Adam gibi adam
Aslında "Helal olsun" demek lazım. Ama hangisine? Çocuğum kaçırıldı diye ekran ekran dolaşan gözü yaşlı anneye mi? Gerçek babası benim, o yüzden aldım kaçırmadım diyen yeni babaya mı? Yoksa her şeye rağmen "Şeref benim oğlumdur. Soyadımı verdim, konu kapanmıştır" diyen babaya mı? Benim favorim üçüncüsü. Genelde bizim memlekette yasak aşk yaşayan eşe iyi gözle bakılmaz. Bırakın çocuğu kabul etmeyi, adamlar karılarını bile sahiplenmezler. O yüzden iyi bir adım olduğunu düşünüyorum. Helal olsun sana Tuncay Engin diyorum. Cüssen kadar kalbin de büyükmüş. Öylesine büyükmüş ki bakın ne demiş: "Ben adam gibi adamım. Bugüne kadar bana eş olduysa, ben onu her zaman taşıyacağım."
Sabahın erken saatlerinde kahveyle uyanmaya çalışırken "Bulmuşlar" dedi Necla. Gözyaşları içindeydi. "Duydun mu çocuğu bulmuşlar."Necla evin her şeyi, bizim köpeklerin gözbebeği, aslında mahallenin muhtarı. Ne var ne yok önce ondan haber alırım. "Dört aydır anneyle birlikte ben de bittim. Sonunda buldular" diye devam etti. Sadece Necla ağlamadı 2 yaşındaki Şeref için, tüm Türkiye annesiyle birlikte ağladı. Şimdi ise çok farklı bir tablo var karşımızda. Meğer kadın kocasıyla ayrı olduğu dönemde yasak aşk yaşamış. (Ayrıysa niye yasak aşk onu da pek anlamadım. İlişkiyi girdiği kişi evli olduğu için mi? Kadın kocasından yaklaşık 3 ay ayrı kalmış. Ne ara öbürüyle tanıştı, ne ara beraber oldu, ne ara hamile kaldı... Bu da ayrı bir helal olsun! yazısıdır ya, neyse. ) Hamile kalan kadın çocuğunu yasak aşkına elleriyle teslim etmiş. Üstelik televizyonda hepimizi duygulandıran o feryatları ederken, her haftasonu çocuğunu görmeye gidiyormuş. Yaşadığından haberdarmış. İyi mi?
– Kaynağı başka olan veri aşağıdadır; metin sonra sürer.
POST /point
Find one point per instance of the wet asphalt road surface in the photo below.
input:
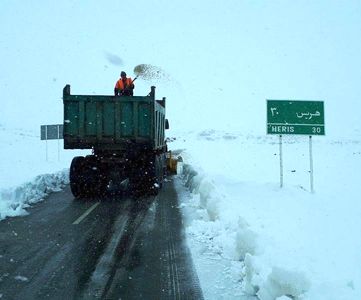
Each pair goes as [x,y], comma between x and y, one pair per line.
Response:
[117,247]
Kocası internet sitesi kurup, sokaklara kayıp ilanları asarken kadın aslında çocuğunun nerede olduğunu biliyormuş. Koca da hiç sormamış sen nereye gidiyorsun diye. Pes ettim. Dallas'ın senaryosu yanında hiç kalır.
Ya sonra? İnanın, büyük merakla bekliyorum. İçimde bir his, hikaye bitmedi diyor.